Finally, samples were taken from the consortia, at the end of growth in each transfer, being one 2-mL aliquot (from each flask—n = 3) for DNA extraction and another 1-mL aliquot stored in glycerol (25 %) at −80 °C.

Total DNA Extraction and Quantitative PCR

DNA extractions from the consortia were performed using 2 mL of each sample. The UltraClean Microbial DNA Isolation kit (MoBio® Laboratories Inc., Carlsbad, USA) was used according to the manufacturer’s instructions. Bacterial and fungal counts were obtained by quantifying, respectively, the bacterial 16S rRNA gene (regions V5–V6) and the fungal first internal transcribed spacer (ITS1) region by quantitative PCR (qPCR) using 5 ng of extracted consortial DNA as the template and the primer sets 16SFP/16SRP and 5.8S/ITS1 [31]. Standard curves were constructed using serial dilutions of plasmids (1 to 8 log copies μL−1) that contained cloned bacterial 16S rRNA gene and ITS1 fragments from Serratia plymuthica (KF495530) and Coniochaeta ligniaria (KF285995), respectively.
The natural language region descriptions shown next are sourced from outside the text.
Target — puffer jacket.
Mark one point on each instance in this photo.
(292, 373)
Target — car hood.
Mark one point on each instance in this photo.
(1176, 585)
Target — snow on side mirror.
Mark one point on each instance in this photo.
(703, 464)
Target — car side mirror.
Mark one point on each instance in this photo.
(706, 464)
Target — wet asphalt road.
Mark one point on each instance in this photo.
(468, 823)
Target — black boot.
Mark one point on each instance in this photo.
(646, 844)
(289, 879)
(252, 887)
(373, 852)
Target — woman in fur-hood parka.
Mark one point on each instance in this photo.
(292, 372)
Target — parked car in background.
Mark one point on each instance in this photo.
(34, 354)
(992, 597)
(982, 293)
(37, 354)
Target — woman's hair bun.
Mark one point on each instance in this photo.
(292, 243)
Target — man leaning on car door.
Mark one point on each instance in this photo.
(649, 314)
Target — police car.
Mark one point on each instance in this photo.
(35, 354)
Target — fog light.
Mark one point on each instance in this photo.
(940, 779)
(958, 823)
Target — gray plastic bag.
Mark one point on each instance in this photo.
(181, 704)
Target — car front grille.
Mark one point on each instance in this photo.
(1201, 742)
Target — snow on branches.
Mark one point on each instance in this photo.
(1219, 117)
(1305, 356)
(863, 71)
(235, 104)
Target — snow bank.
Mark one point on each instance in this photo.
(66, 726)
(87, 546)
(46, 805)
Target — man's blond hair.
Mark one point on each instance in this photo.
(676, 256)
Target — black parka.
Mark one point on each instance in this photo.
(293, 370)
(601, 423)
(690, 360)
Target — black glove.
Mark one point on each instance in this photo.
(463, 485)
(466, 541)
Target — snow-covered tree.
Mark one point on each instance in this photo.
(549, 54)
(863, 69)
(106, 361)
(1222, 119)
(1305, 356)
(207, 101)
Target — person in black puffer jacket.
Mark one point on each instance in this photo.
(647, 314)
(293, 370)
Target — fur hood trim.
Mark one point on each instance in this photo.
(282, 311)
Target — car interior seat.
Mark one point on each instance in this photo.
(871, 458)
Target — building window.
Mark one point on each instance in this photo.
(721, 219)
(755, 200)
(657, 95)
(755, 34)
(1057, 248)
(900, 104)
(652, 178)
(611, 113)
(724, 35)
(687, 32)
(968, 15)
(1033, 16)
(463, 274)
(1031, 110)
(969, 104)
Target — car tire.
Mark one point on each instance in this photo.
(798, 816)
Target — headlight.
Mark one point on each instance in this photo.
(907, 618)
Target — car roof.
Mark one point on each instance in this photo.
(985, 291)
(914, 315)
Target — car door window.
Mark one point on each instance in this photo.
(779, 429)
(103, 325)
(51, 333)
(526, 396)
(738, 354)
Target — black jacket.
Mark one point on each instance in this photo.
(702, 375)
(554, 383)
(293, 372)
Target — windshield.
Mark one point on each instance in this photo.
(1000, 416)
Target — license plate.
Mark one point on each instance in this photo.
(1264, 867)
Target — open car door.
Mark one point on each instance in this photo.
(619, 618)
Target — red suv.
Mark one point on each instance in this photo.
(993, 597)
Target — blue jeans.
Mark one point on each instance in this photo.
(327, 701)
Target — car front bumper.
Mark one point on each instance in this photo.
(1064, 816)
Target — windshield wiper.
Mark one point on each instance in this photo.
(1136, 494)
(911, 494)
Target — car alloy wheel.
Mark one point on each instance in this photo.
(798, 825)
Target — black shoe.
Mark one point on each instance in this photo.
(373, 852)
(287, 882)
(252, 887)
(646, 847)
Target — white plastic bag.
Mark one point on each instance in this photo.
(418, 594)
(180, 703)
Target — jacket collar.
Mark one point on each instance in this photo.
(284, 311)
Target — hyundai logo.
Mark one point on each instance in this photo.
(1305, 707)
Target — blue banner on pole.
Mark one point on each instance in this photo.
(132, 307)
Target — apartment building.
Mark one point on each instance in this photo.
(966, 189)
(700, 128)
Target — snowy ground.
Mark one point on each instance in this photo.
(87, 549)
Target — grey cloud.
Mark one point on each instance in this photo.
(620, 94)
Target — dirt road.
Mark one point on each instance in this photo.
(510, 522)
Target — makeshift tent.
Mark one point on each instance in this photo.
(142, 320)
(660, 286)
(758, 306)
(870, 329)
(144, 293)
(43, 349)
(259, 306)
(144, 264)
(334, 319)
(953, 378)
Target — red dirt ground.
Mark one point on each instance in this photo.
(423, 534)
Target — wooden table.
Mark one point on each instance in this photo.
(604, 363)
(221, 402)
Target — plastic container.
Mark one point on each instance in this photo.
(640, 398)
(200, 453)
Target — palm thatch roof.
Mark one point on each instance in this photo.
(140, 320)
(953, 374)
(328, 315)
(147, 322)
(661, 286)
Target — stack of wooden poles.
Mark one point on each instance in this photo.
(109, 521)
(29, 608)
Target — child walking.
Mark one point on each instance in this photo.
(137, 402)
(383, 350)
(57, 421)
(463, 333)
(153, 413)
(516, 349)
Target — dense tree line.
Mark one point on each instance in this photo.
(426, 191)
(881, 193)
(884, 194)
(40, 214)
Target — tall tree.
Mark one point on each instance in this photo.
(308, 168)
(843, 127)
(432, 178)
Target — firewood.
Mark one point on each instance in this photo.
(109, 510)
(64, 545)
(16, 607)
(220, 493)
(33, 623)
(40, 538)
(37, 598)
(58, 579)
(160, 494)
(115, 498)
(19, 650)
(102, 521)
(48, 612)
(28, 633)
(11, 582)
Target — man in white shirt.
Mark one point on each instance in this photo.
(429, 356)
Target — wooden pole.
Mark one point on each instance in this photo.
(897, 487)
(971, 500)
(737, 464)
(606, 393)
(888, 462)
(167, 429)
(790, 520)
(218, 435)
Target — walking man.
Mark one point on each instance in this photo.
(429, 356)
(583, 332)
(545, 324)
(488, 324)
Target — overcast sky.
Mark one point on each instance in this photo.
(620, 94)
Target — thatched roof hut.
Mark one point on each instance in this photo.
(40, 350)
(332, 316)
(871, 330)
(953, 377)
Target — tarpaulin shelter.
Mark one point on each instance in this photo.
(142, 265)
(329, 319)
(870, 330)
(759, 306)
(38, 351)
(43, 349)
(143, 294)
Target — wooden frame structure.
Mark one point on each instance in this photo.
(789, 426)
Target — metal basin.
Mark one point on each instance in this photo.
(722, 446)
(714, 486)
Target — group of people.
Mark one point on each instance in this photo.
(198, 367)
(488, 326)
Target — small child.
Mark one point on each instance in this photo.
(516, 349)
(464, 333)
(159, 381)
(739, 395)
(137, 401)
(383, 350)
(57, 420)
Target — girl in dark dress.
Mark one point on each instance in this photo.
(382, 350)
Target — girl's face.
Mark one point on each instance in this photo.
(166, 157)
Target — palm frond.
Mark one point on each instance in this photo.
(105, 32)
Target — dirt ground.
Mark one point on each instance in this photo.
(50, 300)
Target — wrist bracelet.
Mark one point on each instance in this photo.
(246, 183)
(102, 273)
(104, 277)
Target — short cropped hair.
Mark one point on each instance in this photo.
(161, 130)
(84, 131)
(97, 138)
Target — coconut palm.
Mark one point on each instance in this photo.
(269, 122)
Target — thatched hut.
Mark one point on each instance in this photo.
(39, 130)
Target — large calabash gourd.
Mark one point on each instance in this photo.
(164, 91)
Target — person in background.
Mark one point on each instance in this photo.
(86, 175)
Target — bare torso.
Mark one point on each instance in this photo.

Absolute quantification was carried out in three replicates on an ABI Prism 7300 Cycler (Applied Biosystem, Lohne, Germany). The bacterial and fungal abundances in the different samples were expressed as target gene copy numbers per milliliter. Statistical comparisons between the means were performed using one-way ANOVA (Tukey’s test).

Substrate Weight Loss

At the end of transfers 6 and 9, the residual solid matter in the cultures was washed and dried as described in Du et al. [11], after which the weight of the residual matter was measured and compared to a reference control treatment without the inoculum. The percentage of weight loss was defined as the ratio of the weight loss compared to the initial weight (%) as calculated by the following formula:

Substrate weight loss (%) = [(a − b) / c] × 100; where: a = residual control substrate weight; b = residual substrate weight; c = total substrate weight.

Statistical comparisons of the samples’ substrate weight losses were performed using one-way ANOVA of the means per treatment (Tukey’s test).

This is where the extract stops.